Second, and maybe less intuitively obvious, these teams and their performance peak was temporary. Yes, temporary. Not to say brief, although in some cases that was true, but definitely a transitional and non-permanent state. I have come to believe that this is an incredibly important concept for leaders to come to terms with and to use to their advantage. While volumes have been written about how to transform your team or organization into a well-oiled machine, crushing every goal put before them; you won’t find as much mind share available on what happens next.
Perhaps the industry that most clearly exemplifies this effect is professional football (that’s American football for all my international friends). How many times do we see the triumphant champions lifting the Lombardi trophy and assume that this unstoppable team will be the favorite to repeat the following year? And how many times do we see that same organization experience setbacks the next year and a new champion crowned? In the NFL, this is understood. The experts will question if a team’s “window” is closing. Stars of the team may be close to retiring. Previously unknown contributors may get lured away by big pay days with other teams. Or sometimes the drive to stay on top just isn’t as powerful as the drive to get there.

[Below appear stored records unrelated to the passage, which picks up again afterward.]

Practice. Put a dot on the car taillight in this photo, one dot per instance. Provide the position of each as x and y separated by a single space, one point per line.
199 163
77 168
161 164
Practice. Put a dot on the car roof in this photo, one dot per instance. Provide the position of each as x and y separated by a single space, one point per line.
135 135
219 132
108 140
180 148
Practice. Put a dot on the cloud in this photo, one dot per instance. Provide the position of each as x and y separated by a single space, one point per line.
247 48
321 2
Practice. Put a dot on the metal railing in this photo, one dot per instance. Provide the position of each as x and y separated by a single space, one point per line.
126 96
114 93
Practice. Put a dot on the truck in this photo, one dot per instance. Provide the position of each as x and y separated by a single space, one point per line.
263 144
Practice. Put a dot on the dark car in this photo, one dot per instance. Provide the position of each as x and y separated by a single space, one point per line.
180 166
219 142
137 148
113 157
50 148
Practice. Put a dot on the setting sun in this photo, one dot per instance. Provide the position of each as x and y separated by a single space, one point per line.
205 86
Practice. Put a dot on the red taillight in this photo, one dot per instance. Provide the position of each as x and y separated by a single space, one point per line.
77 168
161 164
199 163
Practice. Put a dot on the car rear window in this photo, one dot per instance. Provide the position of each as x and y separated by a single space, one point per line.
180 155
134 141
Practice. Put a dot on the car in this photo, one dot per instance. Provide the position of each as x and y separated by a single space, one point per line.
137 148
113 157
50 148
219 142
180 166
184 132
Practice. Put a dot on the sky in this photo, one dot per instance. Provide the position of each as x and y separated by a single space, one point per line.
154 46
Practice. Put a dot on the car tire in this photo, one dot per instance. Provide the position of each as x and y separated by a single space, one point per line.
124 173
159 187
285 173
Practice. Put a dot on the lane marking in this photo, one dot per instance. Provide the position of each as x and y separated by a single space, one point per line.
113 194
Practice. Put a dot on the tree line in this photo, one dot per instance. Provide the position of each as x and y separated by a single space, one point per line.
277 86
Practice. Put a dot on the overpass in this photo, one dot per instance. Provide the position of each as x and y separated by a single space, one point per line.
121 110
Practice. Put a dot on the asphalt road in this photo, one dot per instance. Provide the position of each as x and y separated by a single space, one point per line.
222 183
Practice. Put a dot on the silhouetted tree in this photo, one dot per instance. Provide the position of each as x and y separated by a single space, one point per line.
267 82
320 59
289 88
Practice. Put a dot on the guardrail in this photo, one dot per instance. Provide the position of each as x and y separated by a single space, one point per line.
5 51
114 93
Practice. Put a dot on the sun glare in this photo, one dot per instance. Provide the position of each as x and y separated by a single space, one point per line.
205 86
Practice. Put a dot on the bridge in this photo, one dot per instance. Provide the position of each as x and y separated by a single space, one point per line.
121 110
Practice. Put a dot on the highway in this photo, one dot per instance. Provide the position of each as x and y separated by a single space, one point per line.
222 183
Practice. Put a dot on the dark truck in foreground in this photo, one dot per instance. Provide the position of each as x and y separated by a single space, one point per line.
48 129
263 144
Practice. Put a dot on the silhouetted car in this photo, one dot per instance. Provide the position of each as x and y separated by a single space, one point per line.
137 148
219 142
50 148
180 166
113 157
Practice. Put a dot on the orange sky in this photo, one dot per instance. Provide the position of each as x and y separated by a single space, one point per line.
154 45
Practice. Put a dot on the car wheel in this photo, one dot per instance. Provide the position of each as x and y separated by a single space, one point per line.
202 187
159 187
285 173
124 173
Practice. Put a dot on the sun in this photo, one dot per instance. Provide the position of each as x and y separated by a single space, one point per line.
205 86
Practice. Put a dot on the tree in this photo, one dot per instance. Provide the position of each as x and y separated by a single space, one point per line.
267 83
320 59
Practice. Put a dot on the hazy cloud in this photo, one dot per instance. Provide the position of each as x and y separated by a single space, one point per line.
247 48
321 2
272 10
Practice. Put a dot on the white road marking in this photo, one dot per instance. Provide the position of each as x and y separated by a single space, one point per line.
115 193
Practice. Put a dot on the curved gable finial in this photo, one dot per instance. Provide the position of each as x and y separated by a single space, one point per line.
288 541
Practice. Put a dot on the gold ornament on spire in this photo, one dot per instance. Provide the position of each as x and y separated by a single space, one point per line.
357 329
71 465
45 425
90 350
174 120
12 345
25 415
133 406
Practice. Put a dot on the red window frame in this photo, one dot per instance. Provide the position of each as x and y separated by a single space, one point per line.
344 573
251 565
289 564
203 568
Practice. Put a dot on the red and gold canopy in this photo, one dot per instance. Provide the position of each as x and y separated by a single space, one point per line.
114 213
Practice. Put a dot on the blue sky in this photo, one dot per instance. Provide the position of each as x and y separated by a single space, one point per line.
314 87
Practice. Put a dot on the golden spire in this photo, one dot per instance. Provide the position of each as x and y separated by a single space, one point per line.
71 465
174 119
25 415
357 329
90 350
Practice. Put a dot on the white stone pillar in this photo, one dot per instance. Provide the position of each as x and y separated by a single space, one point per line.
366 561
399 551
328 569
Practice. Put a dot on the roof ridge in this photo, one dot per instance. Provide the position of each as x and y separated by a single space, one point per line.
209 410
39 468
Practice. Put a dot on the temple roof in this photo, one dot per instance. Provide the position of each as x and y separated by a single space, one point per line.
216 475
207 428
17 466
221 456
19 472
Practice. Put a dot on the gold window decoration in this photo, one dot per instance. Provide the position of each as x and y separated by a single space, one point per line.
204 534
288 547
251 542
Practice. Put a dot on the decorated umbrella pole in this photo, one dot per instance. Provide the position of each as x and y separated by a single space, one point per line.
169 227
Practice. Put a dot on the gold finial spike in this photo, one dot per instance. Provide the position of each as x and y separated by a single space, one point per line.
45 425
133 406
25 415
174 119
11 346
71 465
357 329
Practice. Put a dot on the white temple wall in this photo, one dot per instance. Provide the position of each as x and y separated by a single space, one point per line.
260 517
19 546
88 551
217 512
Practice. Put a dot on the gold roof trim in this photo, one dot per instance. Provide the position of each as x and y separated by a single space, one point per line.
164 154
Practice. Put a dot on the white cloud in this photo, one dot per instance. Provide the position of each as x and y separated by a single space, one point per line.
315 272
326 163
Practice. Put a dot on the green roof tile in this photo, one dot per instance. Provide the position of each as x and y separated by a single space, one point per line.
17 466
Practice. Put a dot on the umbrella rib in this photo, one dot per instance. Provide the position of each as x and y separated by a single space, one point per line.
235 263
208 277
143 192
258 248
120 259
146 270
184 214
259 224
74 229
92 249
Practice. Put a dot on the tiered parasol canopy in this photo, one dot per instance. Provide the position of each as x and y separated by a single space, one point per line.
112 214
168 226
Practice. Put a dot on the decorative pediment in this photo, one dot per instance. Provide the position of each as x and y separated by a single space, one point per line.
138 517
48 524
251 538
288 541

Your corporate team faces these same challenges. Your time together is temporary. Great success will lead to much deserved new opportunities likely in different roles, organizations or even companies. Lack of success or simply the passage of time can also have a diffusion effect with less fanfare. While measures can be taken to keep the team together, I submit that you should recognize the natural cycle for what it is and focus your efforts on maximizing the impact of the peak performance period, however long it might last. Once you’ve guided your team through the Storming, Norming and Forming phases the time is right for bold action. This is the time to tackle that BHAG, to take calculated risks, to push the envelope. Do not delay, or spend time congratulating yourself on your roster because whether you seize the moment or not, the performance phase will erode and the cycle will begin again.
Coming to grips that the team you have built and cared for can’t and won’t last can be hard. I have always felt disappointment when it happens. However, recognizing this and even sharing this fact with your team can serve as a powerful source of motivation. Everyone wants to win, to be the champion. Knowing that the clock is running on a specific opportunity can bring the team together and inspire great results.
As they say back where I’m from, “Make hay while the sun shines”. Or perhaps more eloquently as a friend and mentor of mine used to sign off her emails to the team, “Carpe Diem”.
Rich Robinson is VP/CIO of SunPower Corporation and has a wide range of experiences in team effectiveness, from high tech companies to the US military.